Georges Didi-Huberman, L'image ouverte, Gallimard, Paris
"Zones cas particulier |
Dominique
De Beir, par son acte pictural, emprunte à ces trois assertions du
mot « onction ». Les œuvres de l’ar(tiste sont en
quelque sorte dépositaires de ce fond iconographique du
christianisme. Par tradition, par filiation, elle s’inscrit dans
l’une des grandes thématiques de l’histoire de la peinture
occidentale : la Passion. Mais la passion inscrite dans les
Evangiles apocryphes, là où s’évoquent, Véronique, voilements
et dévoilements. Irruptions, déchirements, éclipse, obscurité….

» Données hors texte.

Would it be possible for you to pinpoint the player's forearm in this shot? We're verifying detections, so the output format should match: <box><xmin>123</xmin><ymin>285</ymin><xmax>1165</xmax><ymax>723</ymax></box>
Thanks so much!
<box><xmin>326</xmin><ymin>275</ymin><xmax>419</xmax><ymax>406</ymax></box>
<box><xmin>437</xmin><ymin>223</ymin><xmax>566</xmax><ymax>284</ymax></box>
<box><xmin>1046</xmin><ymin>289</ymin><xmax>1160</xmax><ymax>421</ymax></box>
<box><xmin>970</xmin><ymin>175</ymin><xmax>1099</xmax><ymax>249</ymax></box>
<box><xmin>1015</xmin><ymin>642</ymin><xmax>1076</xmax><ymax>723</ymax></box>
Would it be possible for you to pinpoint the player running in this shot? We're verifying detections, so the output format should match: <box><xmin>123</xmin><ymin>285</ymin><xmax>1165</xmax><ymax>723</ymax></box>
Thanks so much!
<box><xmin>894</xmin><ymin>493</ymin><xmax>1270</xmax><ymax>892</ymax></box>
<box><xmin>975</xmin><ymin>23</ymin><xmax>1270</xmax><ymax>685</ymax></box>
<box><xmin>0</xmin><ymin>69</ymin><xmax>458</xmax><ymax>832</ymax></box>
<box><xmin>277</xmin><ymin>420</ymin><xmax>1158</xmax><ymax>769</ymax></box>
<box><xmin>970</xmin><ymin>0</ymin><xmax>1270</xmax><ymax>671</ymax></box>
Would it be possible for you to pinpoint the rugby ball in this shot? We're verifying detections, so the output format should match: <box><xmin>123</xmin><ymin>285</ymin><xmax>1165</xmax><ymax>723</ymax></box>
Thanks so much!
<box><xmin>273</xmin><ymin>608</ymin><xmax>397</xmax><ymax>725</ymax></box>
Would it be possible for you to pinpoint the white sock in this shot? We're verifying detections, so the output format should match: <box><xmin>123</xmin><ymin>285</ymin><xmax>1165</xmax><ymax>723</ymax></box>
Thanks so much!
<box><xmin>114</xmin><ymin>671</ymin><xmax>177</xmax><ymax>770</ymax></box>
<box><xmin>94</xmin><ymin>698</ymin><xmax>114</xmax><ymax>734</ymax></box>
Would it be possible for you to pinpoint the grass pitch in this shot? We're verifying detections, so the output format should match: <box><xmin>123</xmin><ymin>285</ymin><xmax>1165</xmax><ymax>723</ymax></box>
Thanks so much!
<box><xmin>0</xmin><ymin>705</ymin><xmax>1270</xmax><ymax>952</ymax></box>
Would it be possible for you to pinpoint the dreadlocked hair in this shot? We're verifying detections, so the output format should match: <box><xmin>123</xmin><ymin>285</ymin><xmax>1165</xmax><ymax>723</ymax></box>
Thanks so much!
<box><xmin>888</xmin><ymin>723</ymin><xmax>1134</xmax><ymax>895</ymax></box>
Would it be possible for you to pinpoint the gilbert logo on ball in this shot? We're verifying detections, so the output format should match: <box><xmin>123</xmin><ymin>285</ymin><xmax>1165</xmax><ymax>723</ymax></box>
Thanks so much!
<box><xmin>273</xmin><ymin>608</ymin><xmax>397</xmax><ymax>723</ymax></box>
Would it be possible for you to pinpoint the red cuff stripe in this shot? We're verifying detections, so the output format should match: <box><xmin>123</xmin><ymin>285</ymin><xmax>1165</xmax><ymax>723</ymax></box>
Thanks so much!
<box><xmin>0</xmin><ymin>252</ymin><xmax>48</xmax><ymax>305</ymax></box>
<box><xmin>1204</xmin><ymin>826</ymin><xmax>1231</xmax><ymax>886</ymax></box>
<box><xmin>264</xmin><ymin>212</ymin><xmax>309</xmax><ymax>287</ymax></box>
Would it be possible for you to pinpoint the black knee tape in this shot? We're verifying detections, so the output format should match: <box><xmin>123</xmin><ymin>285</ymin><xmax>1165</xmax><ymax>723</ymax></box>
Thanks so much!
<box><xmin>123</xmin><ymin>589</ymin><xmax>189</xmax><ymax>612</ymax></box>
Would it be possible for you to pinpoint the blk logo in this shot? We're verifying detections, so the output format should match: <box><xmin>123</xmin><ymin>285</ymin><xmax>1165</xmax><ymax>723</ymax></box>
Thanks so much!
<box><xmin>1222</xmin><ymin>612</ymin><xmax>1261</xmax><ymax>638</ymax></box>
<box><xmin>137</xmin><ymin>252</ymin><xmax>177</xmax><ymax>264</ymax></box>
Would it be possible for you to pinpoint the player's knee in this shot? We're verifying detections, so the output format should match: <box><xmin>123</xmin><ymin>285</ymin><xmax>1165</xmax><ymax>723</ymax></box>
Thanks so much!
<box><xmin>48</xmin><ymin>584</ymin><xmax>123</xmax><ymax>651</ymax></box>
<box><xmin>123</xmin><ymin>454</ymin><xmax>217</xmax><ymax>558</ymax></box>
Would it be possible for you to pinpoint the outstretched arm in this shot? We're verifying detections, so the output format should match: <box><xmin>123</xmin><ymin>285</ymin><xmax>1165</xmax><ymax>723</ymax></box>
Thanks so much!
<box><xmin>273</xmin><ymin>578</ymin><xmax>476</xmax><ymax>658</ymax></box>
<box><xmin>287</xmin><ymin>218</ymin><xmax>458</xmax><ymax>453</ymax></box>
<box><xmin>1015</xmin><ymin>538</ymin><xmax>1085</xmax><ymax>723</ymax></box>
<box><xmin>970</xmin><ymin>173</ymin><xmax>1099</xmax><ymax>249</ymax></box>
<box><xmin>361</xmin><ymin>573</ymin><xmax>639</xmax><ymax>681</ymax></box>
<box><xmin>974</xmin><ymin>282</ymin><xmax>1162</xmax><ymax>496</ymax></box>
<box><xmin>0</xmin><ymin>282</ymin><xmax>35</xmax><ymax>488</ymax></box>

L’artiste taraude, creuse, sillonne, dévoile. Tout dévoilement
implique un caché. Ce caché, elle ne vient pas le faire émerger à
la surface, à l’instar de ces femmes voilées où en Burqa dont
les visages en deçà sourdent du linceul qui les recouvrent.
"Métal 1" |
Ce qui
nous est dévoilé, elle le laisse sciemment en creux, en cavité,
profondeurs et béances. Ainsi que la révélation de la couleur
toujours discrète chez Dominique De Beir, la rare gamme de couleurs
quand elle apparait, vient de l’intérieur de la matière. Si
couleur, il y a, elle surgit comme des véroniques comme dans sa
série où des taches rouges viennent maculer de fines feuilles
blanches .La vera icona, thème récurrent dans les Evangiles
apocryphes. Cette vera icona fait irruption du fond de la texture
jusqu’à la surface.
Chez
l’artiste donc, pas ou peu de recouvrements, mais apparitions.
Dévoilement parfois à la limite de la déchirure définitive.
Approche de la fragilité de toute matière, où les strates se
découvrent, peu à peu, jusqu’à devenir filigranes. Un jeu avec
l’infra-mince. Et parfois le trou…
Ces
limites constituent donc autant de points de ruptures contre lesquels
Dominique De Beir joue. Un jeu poussé jusqu’à la mort symbolique
de l’œuvre , le raté qui aurait comme agonie, la matière
transpercée. Ces modes opératoires révèlent aussi une grande
maitrise de la lumière, car paradoxalement les trous, les cavités
obscurcissent mais irradient, cette irradiation prend toute sa
dimension dans les installations de l’artiste, la lumière passe
par transparence, créant des variations, en cela aussi Dominique De
Beir se fait peintre.
Plus
qu'un geste opérant une blessure, cette attaque radicale correspond
d'abord à un exutoire calmant,
une litanie agitée.Trouer signifie avant tout regarder autrement, agir dans les strates et les sensations de
la profondeur. Réalisées de manière pulsionnelle, ces actions "appel d'air" envahissent et creusent la
surface de manière éclatée, la matière se déplace et rend visible des effleurements, des grouillements,
des absences. Parfois, ce sont des zones de chocs et parfois des cimetières de microbes.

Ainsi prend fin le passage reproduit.